Литмир - Электронная Библиотека

На секунду ему стало дурно: неожиданно закружилась голова, спазм перехватил горло, подступила тошнота. Ноги у него сделались ватными, он присел на кровать. Потом почти машинально, действуя скорее как робот, закрыл покойнику глаза и, находясь в прострации, тупо уставился на недопитую бутылку. Отчаяние, овладевшее им, буквально парализовало его, в голове все смешалось, мысли хаотически метались и путались, он пытался сосредоточиться и не мог.

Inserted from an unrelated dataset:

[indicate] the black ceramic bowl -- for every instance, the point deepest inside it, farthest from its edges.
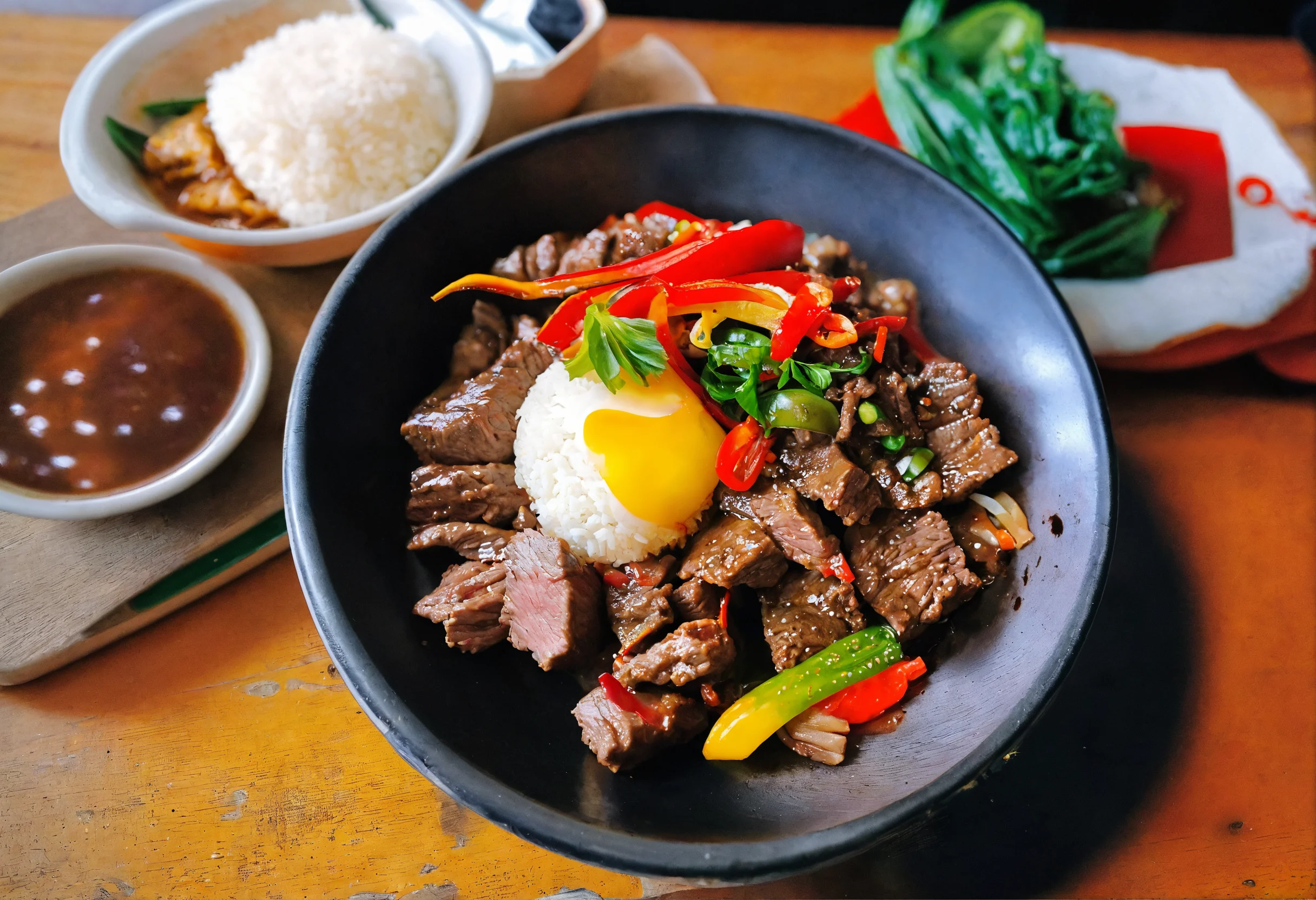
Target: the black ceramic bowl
(494, 731)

Телефонная трель, выведшая его из оцепенения, прозвучала в гнетущей тишине печальным реквиемом. Ничего не соображая, он, точно неуправляемый лунатик, добрел до телефона, висевшего на стене, и, сняв трубку, упавшим голосом спросил:

— Кто это? Алло, я слушаю…

— Валерий Дмитрич? — сквозь треск в трубке он все же различил голос Илоны. — Ну, все в порядке, добрались? Я…

— Игорь… — едва выдавил Каретников, но внезапный спазм снова сжал его горло и трубка, выскользнув из влажных пальцев, упала на пол. Он не стал ее поднимать, а развернулся и, будто подталкиваемый в спину кем-то невидимым, не оглядываясь назад, бросился к выходу. Прочь из этого кошмара, на свободу, на воздух, туда, где светит солнце!..

Машина не сразу тронулась с места; руки не слушались, и он никак не мог вставить ключ зажигания. Только выехав на знакомое шоссе, вице-президент «Пикадора» начал понемногу приходить в себя, успокаиваться. Надо было что-то предпринимать, и мозг, высвобождаясь из тисков стресса, принялся лихорадочно работать. По мере приближения к Риге он все полнее осознавал драматизм ситуации, в которой оказался из-за стечения нелепейших обстоятельств. Он ехал на встречу с другом, чтоб получить ответы на мучившие вопросы, а вместо этого жизнь чьей-то злой волей подкинула ему уйму новых. Да каких… в пору сойти с ума!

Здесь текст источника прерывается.